Mercury in motion

If you missed yesterday’s rare Mercury transit across the Sun – the last was in 2006, the next in 2019 – then where were you! [Busy… – Ed]  But even if you were paying attention you’re unlikely to have had as wondrous a view as that of Nasa’s Solar Dynamics Observatory.

Mercury Transit 2016 via SDO

They’ve helpfully released a stunning time-lapse video compressing the entire 7 hour spectacle into a digestible couple of minutes.  I recommend switching to full screen mode and cranking up the volume.  Enjoy!  [Video credit: NASA’s Goddard Space Flight Center/Genna Duberstein. Music: Encompass by Mark Petrie]

YouTube video

And from the BBC report

Open University’s Prof David Rothery said the celestial event did not present any novel scientific opportunities – but was special nonetheless.

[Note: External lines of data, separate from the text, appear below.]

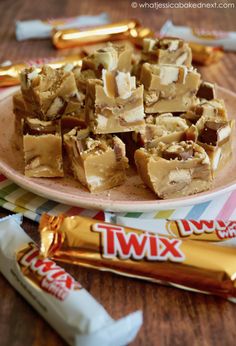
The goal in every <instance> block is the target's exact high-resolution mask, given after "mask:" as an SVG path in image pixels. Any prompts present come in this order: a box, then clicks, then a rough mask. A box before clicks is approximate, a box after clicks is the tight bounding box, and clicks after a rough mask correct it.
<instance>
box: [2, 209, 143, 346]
mask: <svg viewBox="0 0 236 346" xmlns="http://www.w3.org/2000/svg"><path fill="white" fill-rule="evenodd" d="M20 224H21V219H20V217H19V216H10V217H7V218H4V219H1V220H0V272H1V273H2V274H3V275H4V276H5V277H6V279H7V280H8V281H9V282H10V283H11V285H12V286H13V287H14V288H15V289H16V290H17V291H18V292H19V293H20V294H21V295H22V296H23V297H24V298H25V299H26V300H27V301H28V302H29V303H30V304H31V305H32V306H33V307H34V308H35V309H36V310H37V311H38V312H39V313H40V314H41V315H42V316H43V317H44V318H45V319H46V321H48V323H49V324H50V325H51V326H52V327H53V328H54V329H55V330H56V331H57V332H58V333H59V334H60V335H61V336H62V338H63V339H64V340H65V341H66V342H67V343H68V344H69V345H73V346H77V345H79V346H87V345H90V346H97V345H99V344H100V345H103V346H109V345H111V340H110V335H112V345H114V346H121V345H126V344H127V343H129V342H131V341H132V340H133V339H134V337H135V336H136V334H137V332H138V330H139V328H140V326H141V324H142V314H141V312H139V311H138V312H135V313H132V314H130V315H128V316H127V317H125V318H121V319H120V320H118V321H114V320H113V319H112V318H111V317H110V315H109V314H108V313H107V311H106V310H105V309H104V308H103V306H102V305H100V304H99V303H98V302H97V301H96V300H95V299H94V298H93V297H92V296H91V295H90V294H89V292H88V291H86V290H85V289H84V288H83V287H82V285H81V284H80V283H79V282H78V281H77V280H75V279H74V278H73V277H72V276H71V275H70V274H69V273H68V272H66V271H65V270H64V269H63V268H61V267H60V266H58V265H57V264H56V263H55V262H54V261H53V260H51V259H49V258H44V259H43V258H42V257H40V256H39V248H38V247H37V245H36V244H35V243H34V242H33V240H32V239H31V238H30V237H29V236H28V235H27V234H26V233H25V232H24V230H23V229H22V228H21V226H20Z"/></svg>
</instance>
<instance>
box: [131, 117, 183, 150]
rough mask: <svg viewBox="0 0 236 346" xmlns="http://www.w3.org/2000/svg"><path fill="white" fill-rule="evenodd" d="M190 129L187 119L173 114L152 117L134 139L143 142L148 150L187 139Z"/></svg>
mask: <svg viewBox="0 0 236 346" xmlns="http://www.w3.org/2000/svg"><path fill="white" fill-rule="evenodd" d="M188 128H189V126H188V124H187V122H186V120H185V119H182V118H180V117H175V116H173V114H171V113H163V114H161V115H150V116H147V118H146V119H145V126H144V127H141V128H140V130H139V131H135V132H134V133H133V138H134V139H135V138H137V141H141V143H143V144H144V146H145V147H146V148H152V147H155V146H156V145H157V144H158V143H159V142H163V143H172V142H180V141H182V140H184V139H185V132H186V130H187V129H188Z"/></svg>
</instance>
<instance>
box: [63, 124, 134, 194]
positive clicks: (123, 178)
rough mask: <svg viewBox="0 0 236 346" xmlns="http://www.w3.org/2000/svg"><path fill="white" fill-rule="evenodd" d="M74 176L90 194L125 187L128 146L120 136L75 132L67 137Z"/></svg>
mask: <svg viewBox="0 0 236 346" xmlns="http://www.w3.org/2000/svg"><path fill="white" fill-rule="evenodd" d="M64 142H65V146H66V149H67V153H68V157H69V161H70V166H71V168H72V171H73V174H74V177H75V178H76V179H77V180H78V181H79V182H80V183H81V184H82V185H84V186H85V187H87V188H88V190H89V191H90V192H100V191H104V190H108V189H111V188H113V187H115V186H118V185H121V184H122V183H123V182H124V181H125V179H126V174H125V170H126V168H127V167H128V159H127V158H126V156H125V145H124V143H123V142H122V141H121V140H120V139H119V138H118V137H116V136H114V137H112V136H110V135H108V136H100V137H99V136H96V137H94V138H92V137H89V135H88V132H86V131H85V130H82V131H78V130H77V129H73V130H72V131H71V132H69V133H67V134H65V135H64Z"/></svg>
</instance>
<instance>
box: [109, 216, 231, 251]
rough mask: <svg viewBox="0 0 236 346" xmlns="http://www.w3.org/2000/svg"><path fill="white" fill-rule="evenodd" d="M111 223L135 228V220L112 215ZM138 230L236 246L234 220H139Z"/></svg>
mask: <svg viewBox="0 0 236 346" xmlns="http://www.w3.org/2000/svg"><path fill="white" fill-rule="evenodd" d="M112 222H114V223H116V224H119V225H121V226H125V227H131V228H136V227H137V219H135V218H131V217H127V216H122V215H119V214H116V215H112ZM138 227H139V229H142V230H143V231H147V232H151V233H157V234H158V235H160V236H168V237H169V236H171V237H175V238H183V239H192V240H200V241H206V242H212V244H215V245H223V246H236V222H235V221H234V220H230V221H225V220H201V219H200V220H194V219H189V220H186V219H176V220H169V219H155V218H144V219H142V218H140V219H139V222H138Z"/></svg>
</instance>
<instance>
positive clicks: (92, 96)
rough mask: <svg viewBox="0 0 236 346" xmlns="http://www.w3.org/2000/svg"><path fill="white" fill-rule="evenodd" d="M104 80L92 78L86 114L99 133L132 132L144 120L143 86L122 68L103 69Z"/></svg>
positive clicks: (136, 128)
mask: <svg viewBox="0 0 236 346" xmlns="http://www.w3.org/2000/svg"><path fill="white" fill-rule="evenodd" d="M102 79H103V80H102V81H101V80H98V79H97V80H90V81H88V86H87V94H86V100H85V104H86V105H85V114H86V120H87V124H88V126H89V127H90V128H91V130H92V131H93V132H94V133H96V134H101V133H116V132H128V131H133V130H135V129H138V128H139V127H140V126H141V125H143V124H144V115H145V114H144V109H143V86H142V85H141V86H139V87H137V88H136V82H135V77H132V76H131V75H130V73H129V72H128V73H125V72H120V71H107V70H103V71H102Z"/></svg>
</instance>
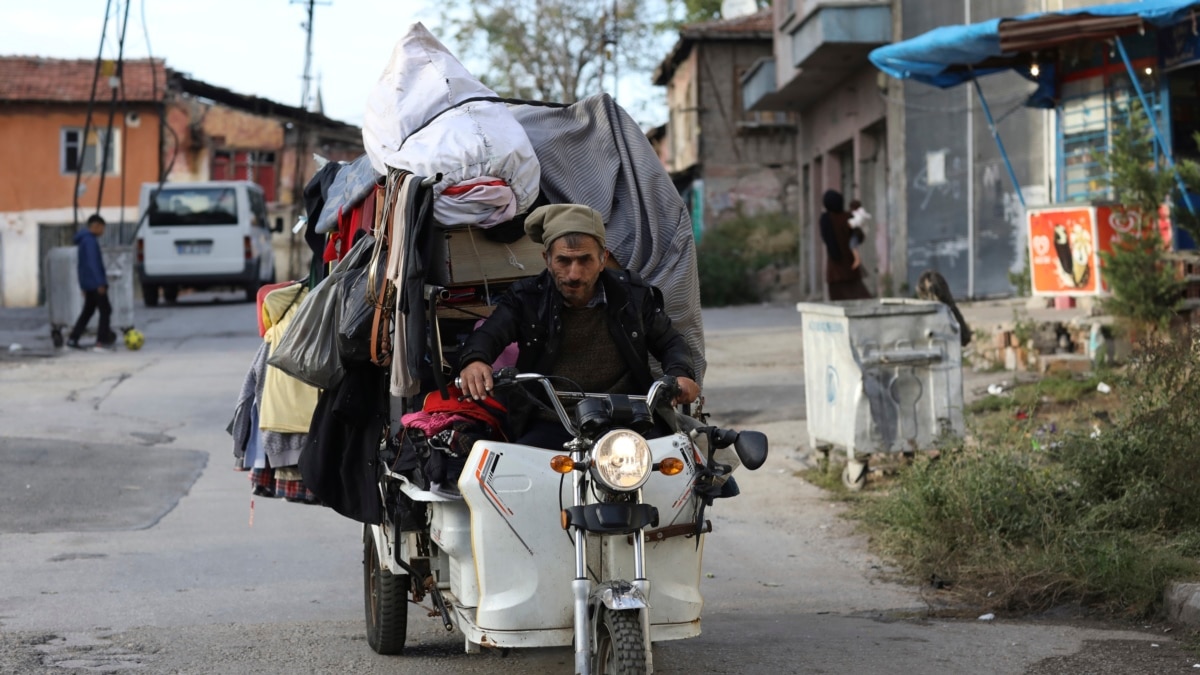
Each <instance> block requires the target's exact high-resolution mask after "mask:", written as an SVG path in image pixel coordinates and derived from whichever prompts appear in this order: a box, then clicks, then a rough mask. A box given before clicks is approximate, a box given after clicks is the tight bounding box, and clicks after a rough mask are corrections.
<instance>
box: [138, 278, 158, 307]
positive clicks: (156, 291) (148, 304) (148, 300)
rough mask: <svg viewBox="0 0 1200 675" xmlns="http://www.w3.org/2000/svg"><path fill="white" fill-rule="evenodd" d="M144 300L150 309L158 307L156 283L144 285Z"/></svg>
mask: <svg viewBox="0 0 1200 675" xmlns="http://www.w3.org/2000/svg"><path fill="white" fill-rule="evenodd" d="M142 299H143V300H144V301H145V304H146V306H148V307H157V306H158V287H157V286H156V285H154V283H143V285H142Z"/></svg>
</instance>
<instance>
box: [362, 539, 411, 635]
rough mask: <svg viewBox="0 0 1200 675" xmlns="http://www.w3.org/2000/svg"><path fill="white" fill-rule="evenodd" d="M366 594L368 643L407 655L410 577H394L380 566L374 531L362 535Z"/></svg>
mask: <svg viewBox="0 0 1200 675" xmlns="http://www.w3.org/2000/svg"><path fill="white" fill-rule="evenodd" d="M362 591H364V598H362V599H364V604H365V605H366V619H367V644H368V645H371V649H372V650H374V651H376V653H382V655H395V653H401V652H403V651H404V639H406V635H407V633H408V575H407V574H392V573H391V572H388V571H386V569H384V568H383V566H380V565H379V552H378V551H377V550H376V545H374V537H372V536H371V530H370V528H365V530H364V533H362Z"/></svg>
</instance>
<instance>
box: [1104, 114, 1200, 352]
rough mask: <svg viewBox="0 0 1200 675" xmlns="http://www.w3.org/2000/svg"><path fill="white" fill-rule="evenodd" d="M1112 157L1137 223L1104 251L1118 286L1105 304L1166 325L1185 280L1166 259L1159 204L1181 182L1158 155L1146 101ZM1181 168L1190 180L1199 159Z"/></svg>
mask: <svg viewBox="0 0 1200 675" xmlns="http://www.w3.org/2000/svg"><path fill="white" fill-rule="evenodd" d="M1106 159H1108V165H1109V169H1110V172H1111V177H1110V179H1109V184H1110V186H1111V187H1112V192H1114V196H1115V197H1116V199H1117V203H1118V204H1121V208H1122V209H1126V211H1124V213H1126V214H1127V215H1129V216H1132V217H1133V219H1134V220H1135V227H1134V228H1133V229H1132V231H1129V232H1127V233H1122V234H1121V235H1120V237H1118V238H1117V240H1116V241H1115V243H1114V246H1112V251H1111V252H1109V251H1100V257H1102V259H1103V261H1104V277H1105V280H1106V281H1108V283H1109V287H1111V288H1112V295H1111V297H1109V298H1105V300H1104V309H1105V311H1108V312H1110V313H1112V315H1114V316H1116V317H1121V318H1122V319H1124V321H1127V322H1128V323H1130V324H1132V325H1133V327H1134V328H1135V329H1145V330H1158V331H1164V330H1165V329H1166V328H1168V325H1169V324H1170V322H1171V318H1172V317H1174V316H1175V311H1176V310H1177V309H1178V306H1180V303H1181V301H1182V295H1183V283H1181V282H1180V281H1178V280H1177V279H1176V276H1175V270H1174V269H1172V268H1171V265H1169V264H1166V261H1165V255H1166V245H1165V244H1164V243H1163V239H1162V237H1159V234H1158V209H1159V205H1162V204H1164V203H1166V202H1169V199H1170V198H1171V196H1172V195H1175V193H1176V192H1177V187H1176V177H1175V172H1172V171H1168V169H1166V168H1165V167H1162V166H1159V162H1158V161H1156V154H1154V139H1153V136H1152V133H1151V130H1150V121H1148V120H1147V118H1146V113H1145V112H1144V110H1142V109H1141V108H1140V107H1136V108H1133V109H1130V110H1129V124H1128V125H1126V126H1122V127H1120V129H1118V130H1117V131H1116V133H1115V135H1114V138H1112V150H1111V151H1110V153H1109V155H1108V157H1106ZM1178 171H1180V172H1181V175H1182V177H1183V179H1184V180H1186V181H1187V180H1192V181H1194V180H1195V179H1196V167H1195V162H1190V161H1183V162H1181V163H1180V169H1178Z"/></svg>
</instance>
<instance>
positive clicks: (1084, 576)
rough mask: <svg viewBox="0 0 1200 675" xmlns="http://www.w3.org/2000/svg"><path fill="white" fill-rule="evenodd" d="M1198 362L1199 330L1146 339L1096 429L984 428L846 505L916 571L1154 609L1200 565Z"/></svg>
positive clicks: (1061, 598) (882, 545)
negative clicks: (1156, 344) (984, 430)
mask: <svg viewBox="0 0 1200 675" xmlns="http://www.w3.org/2000/svg"><path fill="white" fill-rule="evenodd" d="M1109 375H1111V374H1109ZM1196 375H1200V341H1198V340H1192V341H1184V342H1183V344H1181V345H1158V346H1154V347H1152V348H1150V350H1148V351H1145V352H1141V353H1139V356H1138V357H1136V359H1135V362H1134V363H1133V364H1132V365H1130V369H1129V371H1128V374H1127V375H1126V376H1124V377H1123V378H1122V380H1118V381H1117V384H1116V387H1118V388H1121V390H1123V392H1128V393H1130V394H1129V395H1128V396H1127V399H1126V400H1127V401H1128V406H1127V408H1126V410H1124V411H1122V412H1121V413H1120V414H1118V416H1115V419H1114V424H1112V425H1110V426H1108V428H1106V429H1104V430H1103V431H1102V434H1100V435H1099V436H1098V437H1092V435H1090V434H1081V432H1080V434H1068V435H1064V436H1063V437H1062V438H1061V440H1060V441H1057V442H1045V440H1043V442H1042V443H1033V442H1031V436H1034V437H1036V430H1034V429H1033V428H1032V426H1030V424H1028V423H1025V424H1024V425H1015V426H1014V425H1013V424H1008V425H1004V426H1001V428H996V429H990V430H988V431H985V432H982V434H978V435H977V436H976V437H974V440H973V441H972V442H955V443H953V444H952V446H950V447H948V448H944V449H943V450H942V453H941V454H940V456H938V458H937V459H934V460H931V459H926V458H918V459H917V461H916V462H913V465H912V466H910V467H907V468H905V470H901V472H900V473H899V474H898V477H896V479H895V483H894V484H893V486H892V488H890V489H889V490H888V491H887V492H882V494H880V495H878V496H877V498H870V500H863V501H860V502H858V506H857V507H856V512H854V513H856V515H857V516H858V518H860V519H862V520H863V522H864V525H865V526H866V527H868V528H869V530H871V531H872V533H874V534H875V542H876V543H877V545H880V546H881V548H882V549H883V551H884V552H888V554H890V555H893V556H895V558H896V560H898V561H899V562H900V563H901V565H902V566H904V567H905V568H906V569H907V571H908V572H910V573H911V574H912V575H913V577H916V578H918V579H930V578H938V579H943V580H949V581H950V583H952V587H953V589H955V590H956V591H958V592H960V593H961V596H962V597H965V598H967V599H971V601H974V602H977V603H978V604H979V605H984V607H989V608H991V609H1009V610H1030V609H1045V608H1049V607H1051V605H1054V604H1057V603H1062V602H1075V603H1082V604H1088V605H1093V607H1098V608H1103V609H1108V610H1109V611H1111V613H1114V614H1133V615H1139V616H1145V615H1150V614H1152V613H1153V611H1154V610H1156V609H1157V608H1158V607H1159V604H1160V602H1162V596H1163V587H1164V585H1165V584H1166V583H1168V581H1170V580H1172V579H1186V578H1198V577H1200V561H1198V555H1200V490H1196V485H1200V442H1198V441H1196V440H1198V438H1200V378H1198V377H1196ZM1109 381H1112V380H1111V378H1110V380H1109ZM1058 387H1060V388H1063V387H1067V388H1069V387H1068V384H1066V383H1061V384H1060V386H1058ZM1051 389H1054V388H1051Z"/></svg>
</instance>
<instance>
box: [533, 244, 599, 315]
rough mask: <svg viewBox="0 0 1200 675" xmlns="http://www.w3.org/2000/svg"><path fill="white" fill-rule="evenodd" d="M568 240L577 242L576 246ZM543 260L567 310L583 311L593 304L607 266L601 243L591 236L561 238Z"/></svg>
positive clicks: (553, 244) (546, 251) (546, 253)
mask: <svg viewBox="0 0 1200 675" xmlns="http://www.w3.org/2000/svg"><path fill="white" fill-rule="evenodd" d="M569 239H575V241H574V245H572V243H570V241H568V240H569ZM542 257H545V258H546V268H547V269H550V273H551V274H552V275H554V286H557V287H558V292H559V293H562V294H563V299H564V300H566V305H568V306H571V307H582V306H586V305H587V304H588V303H589V301H592V297H593V295H595V292H596V280H598V279H600V271H601V270H602V269H604V264H605V253H604V250H602V249H601V247H600V241H596V240H595V238H593V237H588V235H580V237H574V238H572V237H570V235H568V237H562V238H559V239H556V240H554V241H553V243H552V244H551V245H550V250H548V251H546V252H545V253H542Z"/></svg>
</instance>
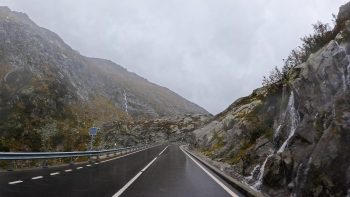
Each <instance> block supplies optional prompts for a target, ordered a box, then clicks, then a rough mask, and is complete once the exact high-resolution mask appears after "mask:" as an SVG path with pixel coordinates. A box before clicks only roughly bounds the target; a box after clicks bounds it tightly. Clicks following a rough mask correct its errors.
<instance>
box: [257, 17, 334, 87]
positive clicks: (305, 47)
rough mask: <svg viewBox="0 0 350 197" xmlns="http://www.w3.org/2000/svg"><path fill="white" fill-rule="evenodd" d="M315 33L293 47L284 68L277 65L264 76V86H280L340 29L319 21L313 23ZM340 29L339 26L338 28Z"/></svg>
mask: <svg viewBox="0 0 350 197" xmlns="http://www.w3.org/2000/svg"><path fill="white" fill-rule="evenodd" d="M312 26H313V29H314V32H313V34H310V35H307V36H304V37H303V38H301V41H302V44H301V46H299V47H297V48H296V49H293V50H292V51H291V52H290V54H289V55H288V57H287V59H283V61H284V65H283V67H282V70H280V69H278V68H277V67H275V68H274V69H273V70H272V71H271V72H270V74H269V76H267V77H266V76H264V77H263V81H262V85H263V86H264V87H272V88H273V87H280V86H281V85H283V84H286V83H287V82H288V81H289V73H290V72H291V71H292V70H293V69H294V68H295V67H296V66H297V65H299V64H301V63H303V62H305V61H306V60H307V58H308V57H309V56H310V54H312V53H315V52H316V51H318V50H319V49H320V48H322V47H323V46H324V45H326V44H327V43H328V42H330V41H331V40H332V39H334V38H335V36H336V34H337V32H338V30H336V28H335V30H334V31H332V30H331V28H330V26H329V25H328V24H327V23H321V22H317V23H316V24H313V25H312ZM338 29H339V28H338Z"/></svg>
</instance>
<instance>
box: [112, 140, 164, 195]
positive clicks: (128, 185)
mask: <svg viewBox="0 0 350 197" xmlns="http://www.w3.org/2000/svg"><path fill="white" fill-rule="evenodd" d="M166 148H168V146H167V147H165V148H164V149H163V151H164V150H165V149H166ZM163 151H162V152H163ZM162 152H161V153H162ZM157 158H158V157H155V158H154V159H153V160H152V161H151V162H149V163H148V164H147V165H146V166H145V167H144V168H143V169H142V170H141V171H140V172H139V173H137V174H136V175H135V176H134V177H133V178H132V179H131V180H130V181H129V182H127V183H126V184H125V185H124V186H123V187H122V188H121V189H120V190H119V191H118V192H117V193H115V194H114V195H113V196H112V197H119V196H120V195H122V194H123V192H124V191H125V190H126V189H128V187H130V185H131V184H132V183H133V182H134V181H135V180H136V179H137V178H139V176H141V174H142V173H143V172H144V171H145V170H146V169H147V168H148V167H150V166H151V165H152V163H153V162H154V161H155V160H156V159H157Z"/></svg>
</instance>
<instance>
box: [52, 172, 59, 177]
mask: <svg viewBox="0 0 350 197" xmlns="http://www.w3.org/2000/svg"><path fill="white" fill-rule="evenodd" d="M57 174H60V173H59V172H54V173H50V175H51V176H55V175H57Z"/></svg>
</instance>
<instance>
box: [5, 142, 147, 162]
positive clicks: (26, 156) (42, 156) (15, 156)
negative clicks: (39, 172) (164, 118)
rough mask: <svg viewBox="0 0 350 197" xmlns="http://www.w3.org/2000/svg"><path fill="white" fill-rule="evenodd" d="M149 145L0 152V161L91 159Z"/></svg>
mask: <svg viewBox="0 0 350 197" xmlns="http://www.w3.org/2000/svg"><path fill="white" fill-rule="evenodd" d="M146 147H150V145H142V146H131V147H125V148H116V149H108V150H101V151H74V152H0V160H34V159H55V158H67V157H93V156H97V157H99V156H101V155H104V154H107V155H108V154H114V153H119V152H123V151H126V152H128V151H132V150H136V149H140V148H146Z"/></svg>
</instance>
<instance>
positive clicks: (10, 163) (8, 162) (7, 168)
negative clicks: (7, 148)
mask: <svg viewBox="0 0 350 197" xmlns="http://www.w3.org/2000/svg"><path fill="white" fill-rule="evenodd" d="M15 165H16V161H15V160H9V161H8V163H7V171H14V170H15Z"/></svg>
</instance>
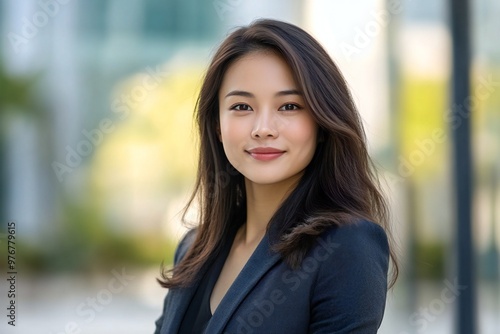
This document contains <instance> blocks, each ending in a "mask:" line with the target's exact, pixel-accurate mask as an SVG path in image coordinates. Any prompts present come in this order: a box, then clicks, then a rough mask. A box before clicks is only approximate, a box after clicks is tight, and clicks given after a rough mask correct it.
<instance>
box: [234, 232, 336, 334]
mask: <svg viewBox="0 0 500 334" xmlns="http://www.w3.org/2000/svg"><path fill="white" fill-rule="evenodd" d="M317 241H318V246H317V247H315V248H314V251H313V252H312V254H311V255H309V256H307V257H305V258H304V260H303V261H302V264H301V267H300V269H298V270H293V271H292V270H286V271H285V272H283V274H282V275H281V282H282V283H283V285H285V286H286V289H283V290H282V289H279V288H276V289H274V290H273V291H271V292H270V294H269V297H268V298H264V299H260V300H254V301H253V303H252V304H253V309H252V311H250V312H248V314H246V315H245V316H244V317H242V316H238V318H237V319H236V321H237V322H238V327H237V333H245V334H252V333H260V332H261V331H259V330H258V328H259V327H260V326H262V324H263V323H264V320H265V319H266V318H270V317H272V316H273V314H274V311H275V310H276V308H277V307H278V306H279V305H281V304H283V303H285V302H286V300H287V295H288V294H289V293H293V292H294V291H296V290H297V289H298V288H299V287H300V286H301V284H302V283H303V282H304V281H305V280H306V279H308V278H309V277H310V276H311V275H312V274H313V273H314V272H316V270H318V268H319V266H320V264H321V263H322V262H324V261H326V260H327V259H328V258H329V257H330V256H332V254H333V253H334V252H335V250H336V249H337V248H339V247H340V244H339V243H336V242H334V241H333V240H332V237H331V236H330V235H329V236H327V237H326V238H323V237H318V239H317ZM226 334H228V333H226Z"/></svg>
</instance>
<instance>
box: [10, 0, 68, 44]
mask: <svg viewBox="0 0 500 334" xmlns="http://www.w3.org/2000/svg"><path fill="white" fill-rule="evenodd" d="M72 1H74V0H39V1H38V7H39V9H38V10H37V11H36V12H35V13H34V14H33V15H32V16H31V17H30V18H28V17H23V18H22V26H21V29H20V31H18V32H12V31H10V32H9V33H8V34H7V38H8V39H9V42H10V45H11V46H12V49H14V52H15V53H17V54H18V53H19V52H21V50H22V48H23V47H24V46H25V45H26V44H28V43H29V42H30V40H32V39H33V38H35V37H36V36H37V35H38V33H39V31H40V29H42V28H44V27H45V26H46V25H47V24H48V23H49V22H50V19H51V18H54V17H55V16H56V15H57V14H59V12H60V11H61V8H62V6H64V5H66V4H68V3H69V2H72Z"/></svg>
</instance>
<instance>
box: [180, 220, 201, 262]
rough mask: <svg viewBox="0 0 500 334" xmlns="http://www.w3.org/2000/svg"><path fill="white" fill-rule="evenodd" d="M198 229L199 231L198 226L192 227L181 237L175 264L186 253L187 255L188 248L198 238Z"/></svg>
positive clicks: (180, 258)
mask: <svg viewBox="0 0 500 334" xmlns="http://www.w3.org/2000/svg"><path fill="white" fill-rule="evenodd" d="M197 231H198V229H197V228H193V229H190V230H189V231H187V232H186V234H184V236H183V237H182V238H181V241H180V242H179V245H178V246H177V249H176V250H175V255H174V265H176V264H177V263H179V261H180V260H181V259H182V258H183V257H184V255H186V253H187V251H188V249H189V248H190V247H191V245H192V244H193V243H194V240H195V239H196V234H197Z"/></svg>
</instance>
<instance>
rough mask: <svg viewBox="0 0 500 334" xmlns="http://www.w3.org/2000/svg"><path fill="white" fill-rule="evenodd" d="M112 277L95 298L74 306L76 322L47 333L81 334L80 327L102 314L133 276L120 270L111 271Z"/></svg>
mask: <svg viewBox="0 0 500 334" xmlns="http://www.w3.org/2000/svg"><path fill="white" fill-rule="evenodd" d="M111 274H112V275H113V277H112V278H111V279H109V281H108V284H107V285H106V287H105V288H103V289H101V290H99V291H98V292H97V293H96V294H95V296H92V297H87V298H86V299H85V301H82V302H81V303H80V304H78V305H77V306H76V310H75V314H76V316H78V320H72V321H68V322H67V323H66V324H65V325H64V328H63V329H62V330H59V331H56V332H52V331H51V332H49V334H79V333H82V326H83V325H85V324H88V323H90V322H92V321H94V319H95V318H96V315H97V313H99V312H102V311H103V310H104V309H105V308H106V306H107V305H109V304H110V303H111V302H112V301H113V296H114V295H116V294H119V293H121V292H123V290H124V289H125V288H126V287H127V285H129V283H130V282H131V281H133V280H134V279H135V276H132V275H129V274H127V273H126V272H125V268H122V271H121V272H118V271H117V270H115V269H113V270H111Z"/></svg>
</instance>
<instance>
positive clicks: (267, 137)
mask: <svg viewBox="0 0 500 334" xmlns="http://www.w3.org/2000/svg"><path fill="white" fill-rule="evenodd" d="M278 133H279V132H278V129H277V126H276V122H275V120H274V118H273V115H272V113H270V112H261V113H258V114H257V117H256V119H255V124H254V127H253V130H252V138H254V139H264V138H277V137H278Z"/></svg>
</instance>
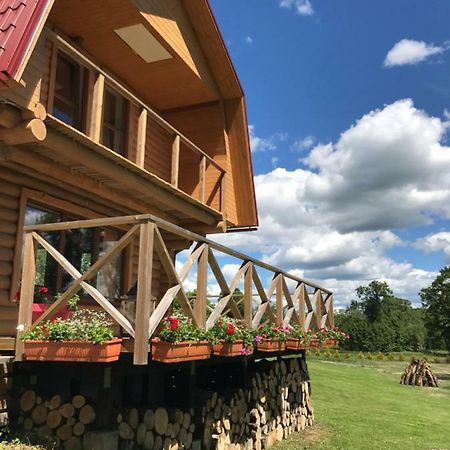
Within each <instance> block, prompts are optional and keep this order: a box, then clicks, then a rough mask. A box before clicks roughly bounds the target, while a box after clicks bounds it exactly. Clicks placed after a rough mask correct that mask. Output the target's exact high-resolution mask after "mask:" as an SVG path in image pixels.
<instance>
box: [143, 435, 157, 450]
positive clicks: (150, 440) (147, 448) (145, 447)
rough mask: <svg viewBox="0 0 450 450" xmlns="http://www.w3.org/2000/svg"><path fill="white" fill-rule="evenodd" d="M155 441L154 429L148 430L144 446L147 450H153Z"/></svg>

“From this transit, we’re unlikely to learn anything we don’t already know,” he told BBC Inside Science. “But what a wonderful event for showing people Mercury. It’s a hard planet to see.

“Historically, transits were of immense importance.”

In the 1700s, for example, it was observations of Mercury and Venus slipping across the Sun that allowed astronomers, led by Edmund Halley, to pin down the dimensions of the known Solar System.

Prof Rothery is a Mercury expert and a leading scientist on the European Space Agency’sBepiColombo mission to the diminutive planet, which will launch in 2017 or 2018.

Mercury has already been visited by two Nasa probes: Mariner 10 flew past in 1974 and 1975 and Messenger spent four years in orbit until its planned crash landing in 2015.

“[Messenger] told us an awful lot. It really told us we don’t understand Mercury – because there’s a lot of things which just don’t stack up,” Prof Rothery said.

“It’s an airless body, with lots of craters… But there’s been a long history of volcanic activity, fault activity – and the composition, that began to be revealed by Messenger, is weird.

“There’s very little iron at the surface but it must have a ginormous iron core, because it generates a magnetic field – which Venus, Mars and the Moon don’t.”

Current speculation suggests that Mercury experienced a glancing collision with Venus during the early solar system, sloughing off much of its surface in the process – leaving Mercury with a thinner mantle than expected and Venus with a thicker one.